I think in America, death is the great taboo, just as much as licking, atheism, and eschewing society are. (That's a cue for Texas to chime in again about the evils of putting a tongue where it shouldn't ought to be).

I still contend: there is something so liberating about finitude! Why does everyone run from it? Does the alchemist's solve et coagula mean nothing anymore?

Along these lines, let me invoke Hunter S. Thompson yet again:
Life should not be a journey to the grave with the intention of arriving safely in a pretty and well preserved body, but rather to skid in broadside in a cloud of smoke, thoroughly used up, totally worn out, and loudly proclaiming "Wow! What a Ride!"
The Greeks noted the contrapositive of this when they composed the myth of Tithonus. Closer to our time, and more grisly is the weird tale from Poe: The Facts in the Case of M. Valdemar

Living forever is highly overrated. Living well is highly underrated.

Lord Byron opined:
Death, so called, is a thing which makes men weep, And yet a third of life is passed in sleep.
The trouble is, the christo-nazis who run Washington make so much racket that they won't let the rest of us get in any zzz's. I doubt Byron ever anticipated a government concerning itself with how we make our exit. But back to where I began this entry. 

O! Canada! I've always rather liked you. Well, except for one chap.

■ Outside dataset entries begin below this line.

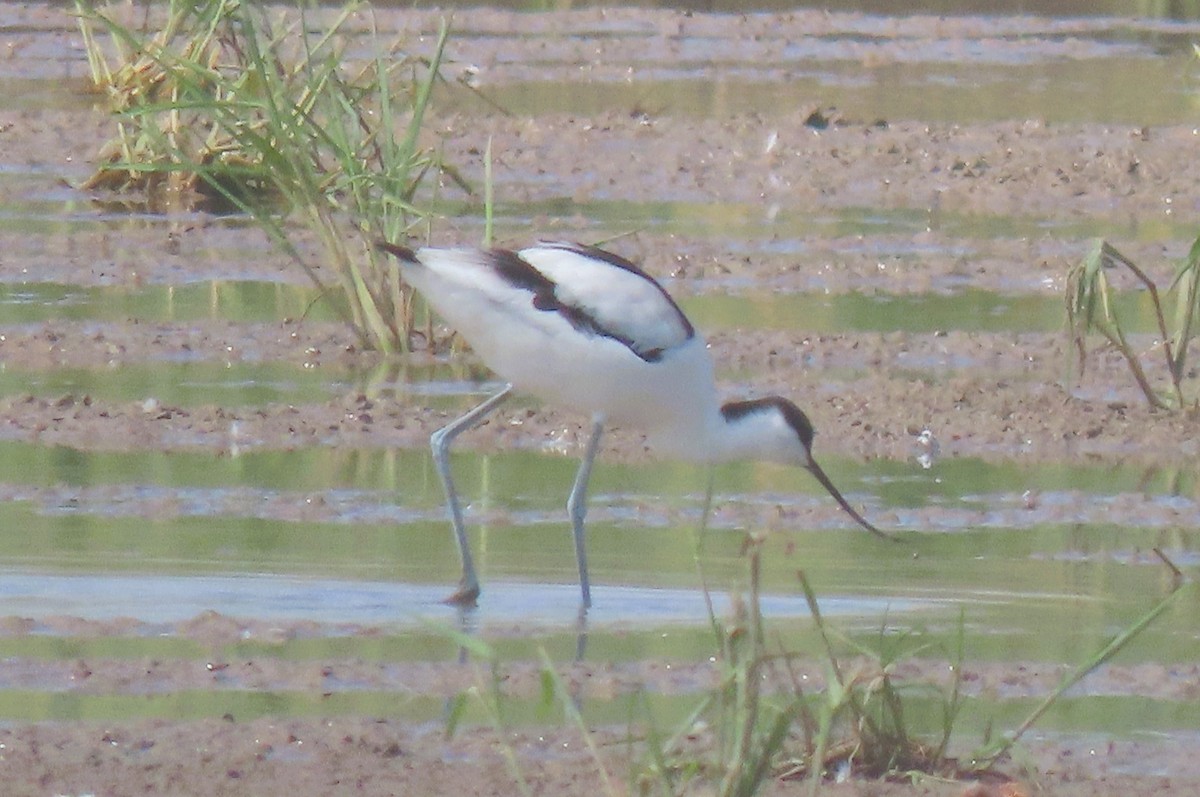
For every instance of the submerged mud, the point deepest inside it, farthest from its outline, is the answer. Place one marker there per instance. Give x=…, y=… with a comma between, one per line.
x=993, y=205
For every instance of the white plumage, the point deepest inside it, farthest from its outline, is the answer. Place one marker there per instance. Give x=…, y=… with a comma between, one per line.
x=583, y=328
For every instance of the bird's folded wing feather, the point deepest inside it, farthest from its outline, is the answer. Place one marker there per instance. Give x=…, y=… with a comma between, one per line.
x=603, y=294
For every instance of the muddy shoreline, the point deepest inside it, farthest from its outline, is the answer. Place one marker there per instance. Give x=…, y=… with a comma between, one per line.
x=795, y=185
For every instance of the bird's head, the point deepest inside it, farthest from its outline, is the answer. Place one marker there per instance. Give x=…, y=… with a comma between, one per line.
x=791, y=442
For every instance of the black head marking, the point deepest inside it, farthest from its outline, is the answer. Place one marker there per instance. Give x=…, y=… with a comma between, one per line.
x=792, y=414
x=402, y=252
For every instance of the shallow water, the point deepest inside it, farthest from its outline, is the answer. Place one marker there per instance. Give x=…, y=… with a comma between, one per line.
x=1030, y=562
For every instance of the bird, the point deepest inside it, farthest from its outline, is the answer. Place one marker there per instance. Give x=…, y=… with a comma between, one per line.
x=586, y=329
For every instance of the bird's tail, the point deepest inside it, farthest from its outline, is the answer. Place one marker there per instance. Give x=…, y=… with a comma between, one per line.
x=403, y=252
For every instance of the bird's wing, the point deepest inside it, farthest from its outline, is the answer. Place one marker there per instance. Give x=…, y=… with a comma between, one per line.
x=601, y=293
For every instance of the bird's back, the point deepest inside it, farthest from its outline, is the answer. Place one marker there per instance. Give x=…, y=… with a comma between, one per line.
x=575, y=325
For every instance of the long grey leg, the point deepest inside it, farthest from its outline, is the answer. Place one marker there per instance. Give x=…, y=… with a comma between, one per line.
x=577, y=507
x=441, y=441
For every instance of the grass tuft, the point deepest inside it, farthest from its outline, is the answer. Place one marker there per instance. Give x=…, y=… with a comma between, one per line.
x=226, y=106
x=1091, y=309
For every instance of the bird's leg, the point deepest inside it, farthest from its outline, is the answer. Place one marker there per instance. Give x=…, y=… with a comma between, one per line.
x=441, y=441
x=577, y=507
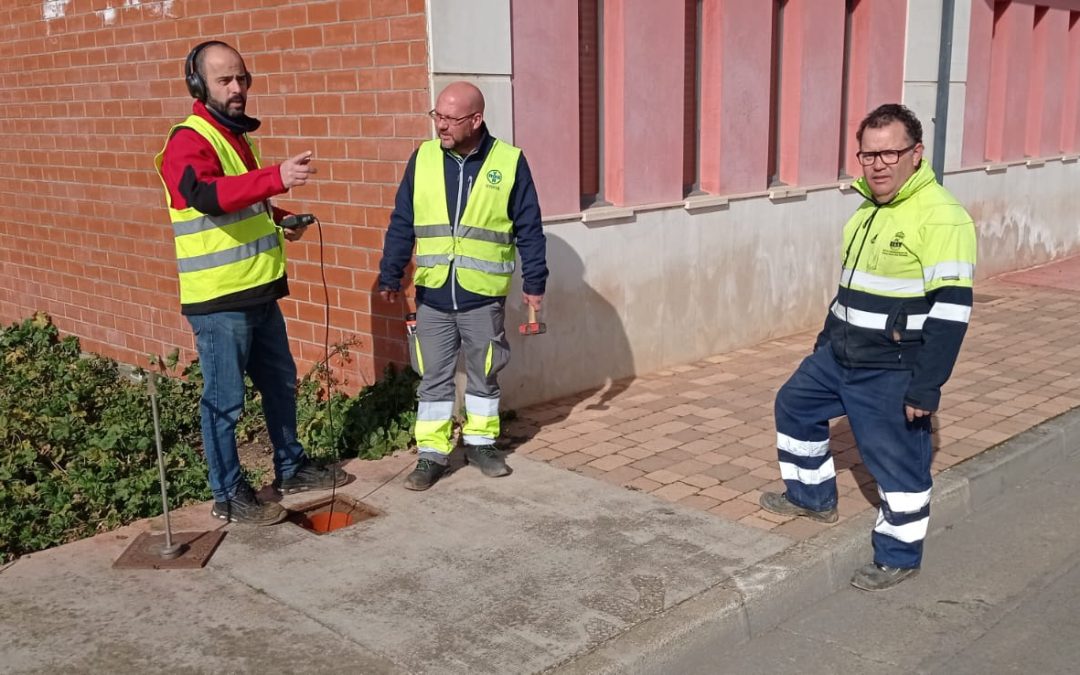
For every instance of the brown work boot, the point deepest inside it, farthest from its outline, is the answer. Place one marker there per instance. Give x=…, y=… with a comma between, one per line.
x=778, y=502
x=876, y=577
x=245, y=508
x=487, y=459
x=427, y=472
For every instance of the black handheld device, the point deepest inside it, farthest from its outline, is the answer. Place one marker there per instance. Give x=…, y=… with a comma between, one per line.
x=297, y=220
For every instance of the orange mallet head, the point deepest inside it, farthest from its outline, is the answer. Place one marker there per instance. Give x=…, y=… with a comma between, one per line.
x=532, y=326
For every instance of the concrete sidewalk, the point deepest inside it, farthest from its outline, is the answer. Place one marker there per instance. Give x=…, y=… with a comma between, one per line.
x=628, y=539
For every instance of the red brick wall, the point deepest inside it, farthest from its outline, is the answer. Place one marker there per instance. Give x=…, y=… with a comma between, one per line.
x=89, y=95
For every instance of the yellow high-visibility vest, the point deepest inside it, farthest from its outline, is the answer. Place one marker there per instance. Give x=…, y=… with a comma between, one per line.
x=220, y=255
x=482, y=248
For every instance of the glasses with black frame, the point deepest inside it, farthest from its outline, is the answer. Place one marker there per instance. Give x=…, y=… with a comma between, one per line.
x=888, y=157
x=439, y=117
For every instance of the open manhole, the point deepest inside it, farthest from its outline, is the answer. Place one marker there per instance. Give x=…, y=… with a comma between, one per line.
x=331, y=515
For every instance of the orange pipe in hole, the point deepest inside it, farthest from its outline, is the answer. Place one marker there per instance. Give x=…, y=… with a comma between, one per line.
x=327, y=522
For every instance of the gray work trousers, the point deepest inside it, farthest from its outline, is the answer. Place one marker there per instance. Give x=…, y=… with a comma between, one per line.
x=440, y=336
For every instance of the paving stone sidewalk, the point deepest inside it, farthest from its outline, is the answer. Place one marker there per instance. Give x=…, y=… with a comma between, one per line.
x=702, y=434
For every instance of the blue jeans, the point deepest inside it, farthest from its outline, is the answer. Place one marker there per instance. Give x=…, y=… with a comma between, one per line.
x=895, y=451
x=230, y=343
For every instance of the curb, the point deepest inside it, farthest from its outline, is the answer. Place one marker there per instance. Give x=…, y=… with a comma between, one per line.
x=691, y=636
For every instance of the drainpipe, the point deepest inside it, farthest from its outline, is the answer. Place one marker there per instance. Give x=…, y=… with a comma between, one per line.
x=944, y=73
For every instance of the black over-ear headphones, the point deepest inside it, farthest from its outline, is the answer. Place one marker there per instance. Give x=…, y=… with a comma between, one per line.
x=197, y=86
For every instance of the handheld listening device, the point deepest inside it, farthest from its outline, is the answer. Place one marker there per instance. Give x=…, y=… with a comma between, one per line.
x=297, y=220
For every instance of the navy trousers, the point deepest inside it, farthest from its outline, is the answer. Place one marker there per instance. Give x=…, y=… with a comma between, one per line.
x=895, y=451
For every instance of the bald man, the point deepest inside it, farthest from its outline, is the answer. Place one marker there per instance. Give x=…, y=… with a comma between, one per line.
x=231, y=265
x=469, y=205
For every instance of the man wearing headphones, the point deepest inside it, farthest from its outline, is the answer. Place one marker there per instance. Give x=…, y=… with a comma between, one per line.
x=231, y=265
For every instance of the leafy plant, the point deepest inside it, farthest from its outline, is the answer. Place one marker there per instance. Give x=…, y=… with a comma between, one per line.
x=77, y=447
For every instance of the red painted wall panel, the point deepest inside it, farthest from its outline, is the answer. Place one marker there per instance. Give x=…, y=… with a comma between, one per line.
x=1045, y=95
x=643, y=102
x=1070, y=115
x=734, y=95
x=547, y=125
x=976, y=98
x=810, y=91
x=1010, y=71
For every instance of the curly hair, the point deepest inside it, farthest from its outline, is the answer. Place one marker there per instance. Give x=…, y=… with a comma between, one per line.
x=882, y=116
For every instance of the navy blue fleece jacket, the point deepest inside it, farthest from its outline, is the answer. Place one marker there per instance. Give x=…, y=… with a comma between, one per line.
x=524, y=211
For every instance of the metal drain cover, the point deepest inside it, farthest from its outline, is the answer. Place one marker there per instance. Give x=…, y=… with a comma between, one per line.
x=144, y=552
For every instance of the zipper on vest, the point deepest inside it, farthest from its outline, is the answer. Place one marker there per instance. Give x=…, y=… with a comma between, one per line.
x=854, y=266
x=457, y=220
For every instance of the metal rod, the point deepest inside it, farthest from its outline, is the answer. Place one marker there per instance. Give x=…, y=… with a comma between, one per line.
x=944, y=76
x=169, y=551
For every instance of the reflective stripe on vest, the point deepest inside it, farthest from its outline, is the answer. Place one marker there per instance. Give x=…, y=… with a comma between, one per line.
x=220, y=255
x=482, y=250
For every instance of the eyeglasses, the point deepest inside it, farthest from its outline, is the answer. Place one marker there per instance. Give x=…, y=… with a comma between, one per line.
x=888, y=157
x=439, y=117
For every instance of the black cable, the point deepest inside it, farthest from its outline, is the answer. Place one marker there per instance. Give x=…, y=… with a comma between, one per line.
x=326, y=364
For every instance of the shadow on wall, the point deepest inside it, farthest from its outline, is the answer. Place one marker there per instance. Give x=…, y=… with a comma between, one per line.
x=584, y=356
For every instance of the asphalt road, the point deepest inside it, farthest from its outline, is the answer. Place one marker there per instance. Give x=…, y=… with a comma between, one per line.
x=998, y=593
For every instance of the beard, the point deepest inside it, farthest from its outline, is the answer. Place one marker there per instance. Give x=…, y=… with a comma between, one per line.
x=226, y=107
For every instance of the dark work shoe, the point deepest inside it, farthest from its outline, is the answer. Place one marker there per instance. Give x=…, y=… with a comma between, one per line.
x=487, y=459
x=424, y=475
x=311, y=476
x=247, y=509
x=777, y=502
x=876, y=577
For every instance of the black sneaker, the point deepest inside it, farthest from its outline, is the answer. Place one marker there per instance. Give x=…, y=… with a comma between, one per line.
x=487, y=459
x=311, y=476
x=875, y=577
x=424, y=475
x=245, y=508
x=778, y=502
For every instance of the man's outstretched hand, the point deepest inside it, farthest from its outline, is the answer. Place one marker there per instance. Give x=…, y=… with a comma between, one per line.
x=297, y=170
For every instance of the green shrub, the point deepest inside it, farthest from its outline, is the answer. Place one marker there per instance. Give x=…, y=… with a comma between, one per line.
x=77, y=447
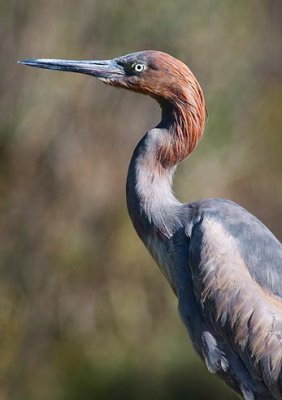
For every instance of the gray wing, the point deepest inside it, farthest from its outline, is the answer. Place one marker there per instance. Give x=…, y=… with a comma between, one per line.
x=236, y=266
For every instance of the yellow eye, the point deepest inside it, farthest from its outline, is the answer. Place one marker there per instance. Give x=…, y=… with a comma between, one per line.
x=138, y=67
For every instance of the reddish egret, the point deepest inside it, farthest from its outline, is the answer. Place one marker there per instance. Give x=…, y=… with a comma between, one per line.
x=223, y=264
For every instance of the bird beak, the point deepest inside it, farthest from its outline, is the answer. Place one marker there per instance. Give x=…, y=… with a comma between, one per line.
x=106, y=69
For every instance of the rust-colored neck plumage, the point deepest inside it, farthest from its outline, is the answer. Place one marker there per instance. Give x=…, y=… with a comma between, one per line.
x=184, y=113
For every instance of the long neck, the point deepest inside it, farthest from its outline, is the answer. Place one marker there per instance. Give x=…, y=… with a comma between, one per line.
x=151, y=203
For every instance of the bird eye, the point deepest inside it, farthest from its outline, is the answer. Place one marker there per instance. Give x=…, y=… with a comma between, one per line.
x=138, y=67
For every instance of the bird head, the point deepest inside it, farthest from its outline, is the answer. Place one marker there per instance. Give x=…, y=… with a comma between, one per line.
x=149, y=72
x=159, y=75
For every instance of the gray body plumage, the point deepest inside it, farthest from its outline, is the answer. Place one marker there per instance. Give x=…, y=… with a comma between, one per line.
x=223, y=264
x=225, y=268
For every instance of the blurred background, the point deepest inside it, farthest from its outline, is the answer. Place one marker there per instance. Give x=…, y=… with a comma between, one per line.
x=84, y=311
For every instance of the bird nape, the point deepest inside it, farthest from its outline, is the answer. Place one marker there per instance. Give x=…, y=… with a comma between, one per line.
x=223, y=264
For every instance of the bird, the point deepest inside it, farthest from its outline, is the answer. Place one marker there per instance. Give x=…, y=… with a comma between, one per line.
x=223, y=264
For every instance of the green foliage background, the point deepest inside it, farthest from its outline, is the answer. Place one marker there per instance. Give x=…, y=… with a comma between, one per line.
x=84, y=311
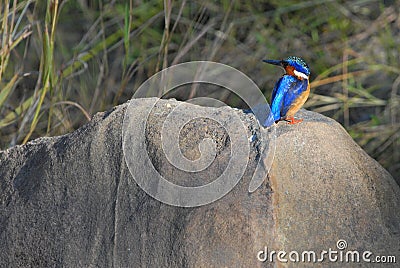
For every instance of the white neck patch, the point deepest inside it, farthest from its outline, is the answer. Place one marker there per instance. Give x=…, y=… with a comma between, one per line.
x=300, y=74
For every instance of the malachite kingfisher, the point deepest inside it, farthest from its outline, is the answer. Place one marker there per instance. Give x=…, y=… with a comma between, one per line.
x=291, y=91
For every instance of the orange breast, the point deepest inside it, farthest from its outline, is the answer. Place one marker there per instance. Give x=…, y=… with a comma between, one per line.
x=298, y=102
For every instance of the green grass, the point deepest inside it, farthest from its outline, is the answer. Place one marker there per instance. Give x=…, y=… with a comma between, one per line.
x=63, y=61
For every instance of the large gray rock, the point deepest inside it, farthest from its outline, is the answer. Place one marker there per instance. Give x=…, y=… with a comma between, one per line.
x=71, y=200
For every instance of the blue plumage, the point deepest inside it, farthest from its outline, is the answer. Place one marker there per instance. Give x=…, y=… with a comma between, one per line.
x=291, y=91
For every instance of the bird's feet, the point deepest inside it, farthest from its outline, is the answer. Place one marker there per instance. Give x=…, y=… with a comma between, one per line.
x=292, y=120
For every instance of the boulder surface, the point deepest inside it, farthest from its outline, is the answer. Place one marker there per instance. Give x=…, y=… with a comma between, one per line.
x=71, y=201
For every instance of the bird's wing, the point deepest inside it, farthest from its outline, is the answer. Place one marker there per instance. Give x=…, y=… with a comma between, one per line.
x=294, y=91
x=284, y=86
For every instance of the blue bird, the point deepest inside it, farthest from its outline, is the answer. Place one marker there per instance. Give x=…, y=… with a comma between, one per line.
x=291, y=91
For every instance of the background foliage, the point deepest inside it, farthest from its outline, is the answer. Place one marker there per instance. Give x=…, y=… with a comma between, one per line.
x=63, y=61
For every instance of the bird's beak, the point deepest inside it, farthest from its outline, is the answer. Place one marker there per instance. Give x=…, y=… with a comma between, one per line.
x=274, y=62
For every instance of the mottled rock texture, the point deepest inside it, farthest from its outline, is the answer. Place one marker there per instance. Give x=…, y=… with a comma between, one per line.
x=70, y=201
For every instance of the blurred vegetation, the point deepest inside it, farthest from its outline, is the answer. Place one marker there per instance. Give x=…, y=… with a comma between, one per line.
x=63, y=61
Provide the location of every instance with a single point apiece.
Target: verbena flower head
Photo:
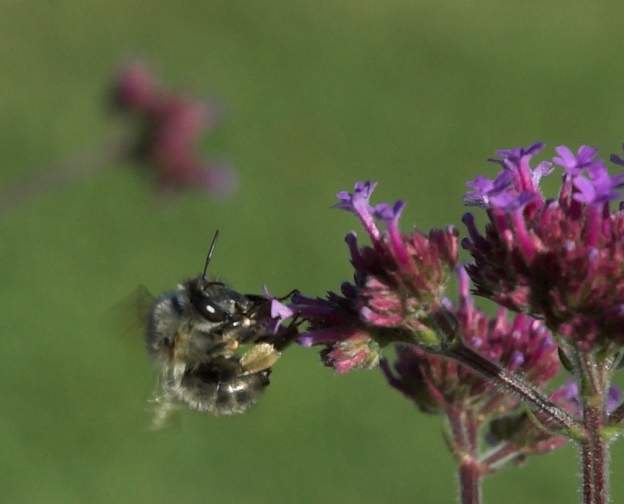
(171, 126)
(400, 278)
(559, 259)
(434, 383)
(398, 285)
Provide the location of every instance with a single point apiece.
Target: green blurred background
(317, 95)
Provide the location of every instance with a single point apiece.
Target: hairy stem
(594, 448)
(556, 417)
(463, 429)
(469, 482)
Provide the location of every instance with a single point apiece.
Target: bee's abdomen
(221, 388)
(163, 321)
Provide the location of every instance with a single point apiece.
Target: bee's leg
(259, 357)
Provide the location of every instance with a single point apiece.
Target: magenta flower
(559, 259)
(398, 286)
(434, 383)
(171, 126)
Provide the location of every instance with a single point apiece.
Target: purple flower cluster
(400, 278)
(559, 259)
(435, 383)
(170, 128)
(399, 283)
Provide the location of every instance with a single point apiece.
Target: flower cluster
(435, 383)
(559, 259)
(170, 128)
(398, 287)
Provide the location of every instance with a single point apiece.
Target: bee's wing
(129, 316)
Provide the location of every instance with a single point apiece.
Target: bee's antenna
(210, 251)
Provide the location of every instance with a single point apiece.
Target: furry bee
(211, 345)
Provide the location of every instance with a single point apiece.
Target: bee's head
(215, 302)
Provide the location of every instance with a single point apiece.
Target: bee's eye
(210, 311)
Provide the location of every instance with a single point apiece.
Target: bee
(212, 347)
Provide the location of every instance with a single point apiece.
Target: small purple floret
(574, 164)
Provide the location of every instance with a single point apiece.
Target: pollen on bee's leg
(259, 357)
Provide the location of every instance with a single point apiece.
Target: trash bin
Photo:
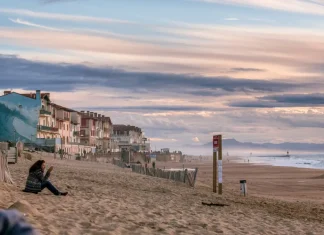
(243, 187)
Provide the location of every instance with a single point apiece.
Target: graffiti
(19, 117)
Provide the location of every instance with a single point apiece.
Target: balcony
(45, 112)
(76, 133)
(75, 118)
(47, 128)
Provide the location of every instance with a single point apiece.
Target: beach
(106, 199)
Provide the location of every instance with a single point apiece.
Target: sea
(314, 161)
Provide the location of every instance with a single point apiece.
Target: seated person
(36, 180)
(12, 222)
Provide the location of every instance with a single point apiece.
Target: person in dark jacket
(36, 180)
(12, 222)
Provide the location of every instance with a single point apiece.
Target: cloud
(147, 108)
(300, 6)
(56, 1)
(195, 139)
(247, 70)
(27, 23)
(20, 73)
(162, 140)
(283, 100)
(63, 17)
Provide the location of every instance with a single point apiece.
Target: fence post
(195, 177)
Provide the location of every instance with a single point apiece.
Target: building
(68, 122)
(129, 136)
(96, 130)
(19, 116)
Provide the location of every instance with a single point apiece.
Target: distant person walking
(13, 223)
(36, 180)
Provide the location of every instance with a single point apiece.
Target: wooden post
(5, 175)
(195, 176)
(215, 145)
(220, 166)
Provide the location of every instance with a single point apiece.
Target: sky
(182, 70)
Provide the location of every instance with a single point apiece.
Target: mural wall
(19, 117)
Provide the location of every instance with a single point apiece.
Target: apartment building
(68, 122)
(96, 130)
(126, 135)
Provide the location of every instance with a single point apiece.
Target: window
(82, 133)
(84, 122)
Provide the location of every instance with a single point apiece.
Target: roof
(86, 115)
(33, 95)
(126, 128)
(64, 108)
(29, 95)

One night, on a visit to Toronto, a knock at my hotel door at 3:00 a.m. roused me suddenly. Because of the hour, I didn't bother to dress, deeming it an emergency. Nothing to be seen through the peephole, I whipped the door open, standing there in my underpants only. Looking down, I beheld a little shrimp of a guy, with a bowl haircut, holding a cocktail in a Dixie cup. He craned his head upward 'til our eyes locked and sputtered, "Oh! I thought there were some chicks in here." 

A stern glare sent him packing.  

So, apart from him, I admire Canada. Especially now that it is recognizing we each have the right to dictate how we depart as much as how we get to this point.

And not a bad climate either. Maybe my journey northward stopped short.